Selon les informations de France Info, confirmant celles du journaliste indépendant Stéphane Keneche, l'une de ces trois femmes serait l'épouse de l'un des terroristes du commando de l'attentat du 13 novembre. Ses deux enfants font également partie du groupe rapatrié en France le 20 octobre.
Parmi les 40 enfants rapatriés en France le 20 octobre, la plupart sont nés en Syrie. Sept d'entre eux sont aujourd'hui orphelins ou enfants isolés, rapporte le parquet antiterroriste.

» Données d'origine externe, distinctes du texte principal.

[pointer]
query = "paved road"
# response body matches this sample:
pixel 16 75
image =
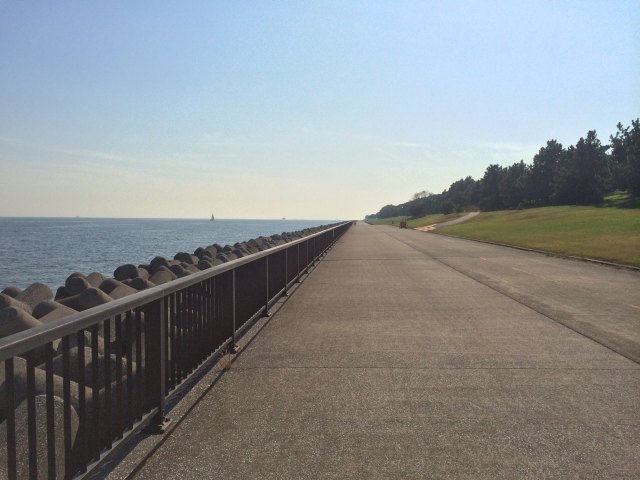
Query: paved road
pixel 408 355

Mais que vont devenir ces 40 enfants qui ont grandi dans un climat d'horreur et de violence extrême ?
Dans son communiqué, le Quai d'Orsay précise que "les mineurs ont été remis aux services chargés de l’aide à l’enfance et feront l’objet d’un suivi médico-social." Pour l'heure, ils ont tous été confiés à l'Aide sociale à l'enfance (ASE), dans les Yvelines, et seront par la suite placés dans des structures d'accueil.
D'après l'une des circulaires du ministère de la Justice, le dispositif mis en place pour la prise en charge des mineurs rapatriés en France inclut un "bilan tant somatique que médico-psychologique, ainsi que le dispositif de suivi, notamment psychothérapeutique". La circulaire précise qu'un "comité de suivi du dispositif est installé sous le pilotage du Ministère de la Justice et du Ministère des Solidarités et de la santé."

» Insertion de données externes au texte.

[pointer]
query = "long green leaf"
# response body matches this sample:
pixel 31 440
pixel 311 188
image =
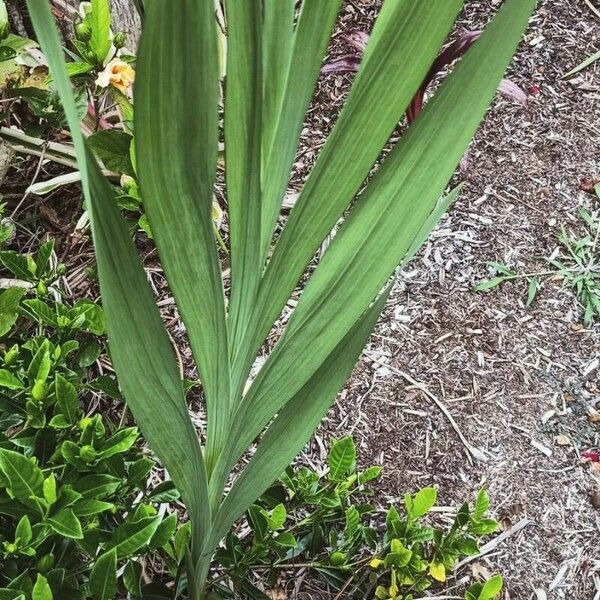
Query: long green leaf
pixel 103 578
pixel 277 47
pixel 385 221
pixel 297 421
pixel 243 148
pixel 176 133
pixel 405 40
pixel 140 348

Le lien entre les enfants et leur famille d'origine restée en France se renouera progressivement. Ils échangent d'abord par courrier, puis par téléphone, explique France Info. Des visites encadrées par un médiateur sont par la suite organisées, souvent plusieurs mois après le retour des enfants sur le territoire national. Selon Le Parisien, des investigations seraient en parallèle menées dans les familles d'origine pour savoir si elles seraient aptes à accueillir les enfants dans le futur.
Le Collectif des Familles Unies, qui regroupe des familles de Français ayant rejoint l'État Islamique, a salué une "excellente nouvelle" dans son communiqué. Il ajoute que cette opération "semble sceller le renoncement à la politique du « cas par cas » qui consistait à rapatrier tel ou tel enfant."
Photo : Twitter
En septembre 2022, la Cour européenne des droits de l'Homme (CEDH) avait pointé du doigt cette doctrine de la France qui consistait à rapatrier « au cas par cas » les femmes et enfants de djihadistes français. En 2021, les autorités françaises avaient refusé de rapatrier une famille de djihadiste enfermée dans un camp de prisonniers depuis 2019.

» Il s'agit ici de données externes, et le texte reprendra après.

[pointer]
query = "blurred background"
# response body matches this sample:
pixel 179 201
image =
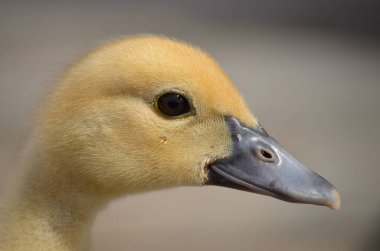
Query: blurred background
pixel 310 70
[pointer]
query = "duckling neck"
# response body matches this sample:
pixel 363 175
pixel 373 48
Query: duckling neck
pixel 48 211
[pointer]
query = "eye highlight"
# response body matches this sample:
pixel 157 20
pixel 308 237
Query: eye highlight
pixel 172 104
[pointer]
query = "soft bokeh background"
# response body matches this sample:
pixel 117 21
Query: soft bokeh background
pixel 309 69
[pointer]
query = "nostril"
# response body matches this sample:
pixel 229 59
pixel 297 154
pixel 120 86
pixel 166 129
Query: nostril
pixel 266 155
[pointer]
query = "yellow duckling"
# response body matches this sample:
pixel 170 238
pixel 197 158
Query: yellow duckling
pixel 134 115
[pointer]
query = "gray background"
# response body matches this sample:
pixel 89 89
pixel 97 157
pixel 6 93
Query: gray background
pixel 308 69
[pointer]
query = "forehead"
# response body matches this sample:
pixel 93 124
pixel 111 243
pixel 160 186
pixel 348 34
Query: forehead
pixel 153 65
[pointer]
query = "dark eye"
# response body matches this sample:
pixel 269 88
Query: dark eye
pixel 173 104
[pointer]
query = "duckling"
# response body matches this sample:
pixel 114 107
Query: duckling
pixel 139 114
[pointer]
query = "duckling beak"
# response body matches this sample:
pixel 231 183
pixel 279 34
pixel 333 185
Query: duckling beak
pixel 259 164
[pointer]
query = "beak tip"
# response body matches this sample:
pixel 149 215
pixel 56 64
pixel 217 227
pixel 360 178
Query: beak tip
pixel 335 202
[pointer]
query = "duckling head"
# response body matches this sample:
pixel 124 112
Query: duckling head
pixel 148 112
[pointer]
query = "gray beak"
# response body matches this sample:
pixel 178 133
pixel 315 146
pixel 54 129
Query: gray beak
pixel 259 164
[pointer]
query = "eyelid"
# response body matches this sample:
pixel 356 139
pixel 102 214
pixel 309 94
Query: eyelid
pixel 192 111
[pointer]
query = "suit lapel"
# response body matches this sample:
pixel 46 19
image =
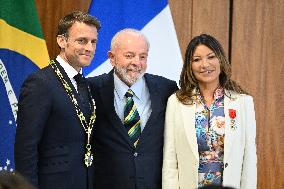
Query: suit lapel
pixel 188 121
pixel 65 76
pixel 230 133
pixel 107 95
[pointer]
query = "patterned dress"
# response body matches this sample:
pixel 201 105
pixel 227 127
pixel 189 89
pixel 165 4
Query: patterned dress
pixel 210 132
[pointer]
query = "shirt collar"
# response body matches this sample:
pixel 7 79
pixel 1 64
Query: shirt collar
pixel 121 88
pixel 70 71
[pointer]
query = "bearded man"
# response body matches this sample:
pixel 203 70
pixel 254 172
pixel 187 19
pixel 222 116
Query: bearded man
pixel 129 128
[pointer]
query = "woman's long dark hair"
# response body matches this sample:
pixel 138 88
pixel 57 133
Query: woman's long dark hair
pixel 187 80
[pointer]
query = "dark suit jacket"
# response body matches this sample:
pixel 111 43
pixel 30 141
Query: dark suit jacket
pixel 118 165
pixel 50 142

La Cour européenne stipule que la France n'avait pas respecté l’article 3.2 du protocole 4 de la Convention européenne des droits de l’Homme, stipulant que "nul ne peut être privé d’entrer sur le territoire de l’État dont il est le ressortissant."
Le 5 juillet dernier, la France avait pour la première fois procédé à une opération de rapatriement, en organisant le retour de 16 femmes et 35 enfants. Une mère et ses deux enfants avaient également été rapatriés par les autorités françaises au début du mois d'octobre 2022.
D'après les autorités chargées de la lutte antiterroriste, il restait, au début du mois d'octobre, une centaine de femmes et environ 250 enfants dans les camps syriens. Seront-ils eux aussi bientôt de retour en France ?
Interrogé sur le plateau de LCI dans les heures qui ont suivi le rapatriement du 20 octobre, le porte-parole du gouvernement Olivier Véran (photo) a indiqué que d'autres enfants seront rapatriés progressivement, sans communiquer de chiffre précis. "Il y aura encore quelques mouvements de rapatriements collectifs, que nous faisons à mesure que notre système, à la fois de protection de l'enfance et notre système de surveillance, est capable d'absorber et de suivre dans de bonnes conditions", a-t-il annoncé.